= Herbert Bochow =

German author (1906–1942)

Herbert Bochow (20 November 1906 – 5 June 1942) was a German communist writer and resistance fighter.

== Biography ==
Herbert Bochow was born in to a middle-class family. He initially belonged to the völkisch movement and was a member of the Young German Order. While studying philosophy in Leipzig, he came into contact with socialist students and artists, which led him to devote himself to the study of Marxism.

In 1929 he became a member of the Communist Party of Germany, leading his family to cut further financial support for his studies. Bochow then earns his living as a clerical employee and begins to use his artistic talent for political struggle. He wrote poems, novels and plays and also composed a cantata on the Communist Manifesto and scenes for the Leipzig agitprop troops of the KPD. He became a member of the Association of Proletarian-Revolutionary Authors after its founding.

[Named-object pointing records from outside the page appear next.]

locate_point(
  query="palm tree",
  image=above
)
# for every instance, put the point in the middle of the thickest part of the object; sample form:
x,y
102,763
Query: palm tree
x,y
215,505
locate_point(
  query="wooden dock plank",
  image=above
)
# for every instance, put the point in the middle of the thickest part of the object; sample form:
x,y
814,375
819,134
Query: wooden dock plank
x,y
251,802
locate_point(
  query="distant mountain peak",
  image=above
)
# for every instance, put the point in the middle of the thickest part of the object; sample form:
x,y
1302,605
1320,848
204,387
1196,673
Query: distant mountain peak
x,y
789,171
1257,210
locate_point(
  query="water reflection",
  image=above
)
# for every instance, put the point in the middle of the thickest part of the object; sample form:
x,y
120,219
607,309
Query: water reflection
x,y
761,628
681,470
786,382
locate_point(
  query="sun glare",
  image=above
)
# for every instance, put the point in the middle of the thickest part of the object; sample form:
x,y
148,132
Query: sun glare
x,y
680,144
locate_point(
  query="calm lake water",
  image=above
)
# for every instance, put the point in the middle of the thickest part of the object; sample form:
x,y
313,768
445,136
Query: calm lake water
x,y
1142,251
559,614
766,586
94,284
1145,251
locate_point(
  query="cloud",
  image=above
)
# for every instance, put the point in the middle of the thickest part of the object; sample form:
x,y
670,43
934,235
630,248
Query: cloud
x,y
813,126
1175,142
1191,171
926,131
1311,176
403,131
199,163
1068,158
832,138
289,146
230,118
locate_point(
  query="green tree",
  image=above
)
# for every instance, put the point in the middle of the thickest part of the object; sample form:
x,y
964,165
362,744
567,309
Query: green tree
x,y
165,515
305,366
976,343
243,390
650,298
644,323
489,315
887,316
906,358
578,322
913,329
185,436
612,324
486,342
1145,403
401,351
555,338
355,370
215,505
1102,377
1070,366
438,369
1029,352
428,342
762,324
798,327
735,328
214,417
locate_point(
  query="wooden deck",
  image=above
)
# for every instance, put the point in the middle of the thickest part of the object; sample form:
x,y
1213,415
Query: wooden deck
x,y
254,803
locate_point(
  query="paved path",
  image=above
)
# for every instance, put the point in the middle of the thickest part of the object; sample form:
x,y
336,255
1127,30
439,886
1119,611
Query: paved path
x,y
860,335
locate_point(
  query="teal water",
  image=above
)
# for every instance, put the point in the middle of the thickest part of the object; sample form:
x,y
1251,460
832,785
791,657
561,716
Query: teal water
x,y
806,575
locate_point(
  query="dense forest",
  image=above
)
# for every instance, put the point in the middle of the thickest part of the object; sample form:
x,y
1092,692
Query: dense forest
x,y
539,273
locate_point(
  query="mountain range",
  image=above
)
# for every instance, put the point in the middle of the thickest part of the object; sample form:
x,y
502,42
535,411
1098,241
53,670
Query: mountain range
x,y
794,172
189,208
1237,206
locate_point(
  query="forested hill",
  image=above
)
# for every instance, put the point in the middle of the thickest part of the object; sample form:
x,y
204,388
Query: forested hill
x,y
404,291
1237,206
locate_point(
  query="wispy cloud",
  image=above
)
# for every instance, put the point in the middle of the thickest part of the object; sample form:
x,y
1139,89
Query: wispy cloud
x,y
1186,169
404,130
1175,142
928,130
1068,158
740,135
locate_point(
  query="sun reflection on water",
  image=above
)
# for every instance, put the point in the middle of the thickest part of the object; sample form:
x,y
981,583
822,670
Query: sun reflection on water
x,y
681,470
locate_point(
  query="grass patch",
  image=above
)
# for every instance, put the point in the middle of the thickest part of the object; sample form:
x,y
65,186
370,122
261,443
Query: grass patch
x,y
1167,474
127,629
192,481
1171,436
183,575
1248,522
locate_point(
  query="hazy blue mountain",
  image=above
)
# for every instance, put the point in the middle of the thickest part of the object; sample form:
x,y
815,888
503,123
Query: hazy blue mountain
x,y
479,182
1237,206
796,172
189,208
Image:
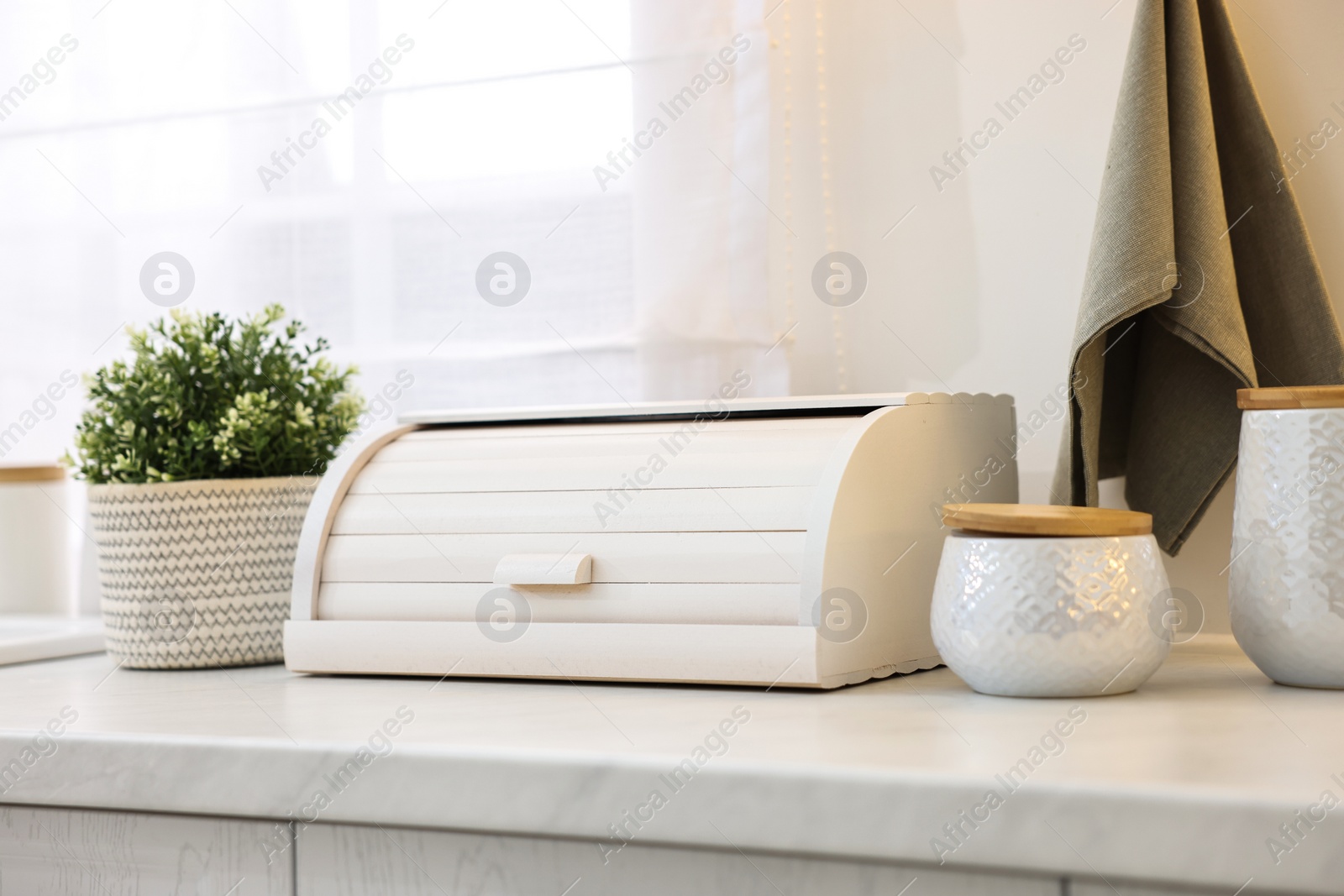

After the Nazis came to power, Bochow was arrested and placed in “protective detention”. He was held in the Sachsenburg concentration camp until May 1934. After his release from prison, Bochow joined the resistance against Nazism. In November 1934, he was arrested by the Gestapo and sentenced to 18 months in prison.

After his release in the summer of 1936, he found connections with the KPD underground organization in Dresden. With the painter Fritz Schulze, Bochow tried to establish contacts with non-communist opponents of Hitler. The resulting resistance group in Dresden and Leipzig had more than 60 members of mostly artists and intellectuals. The circle includes the painters Albert Hensel and Eva Schulze-Knabe and the electrician Karl Stein. From 1940, Bochow also came into contact, via Elisabeth Pungs, with the Rütli group around Hanno Günther in Berlin.

In June 1941, Bochow was arrested for the third time. After weeks of interrogation and torture, on March 11, 1942, Herbert Bochow, Fritz Schulze and Albert Hensel were convicted of "high treason" and sentenced to death and executed on June 5 in Plötzensee prison in Berlin.

His son Frank, would later become a diplomat and politician in East Germany.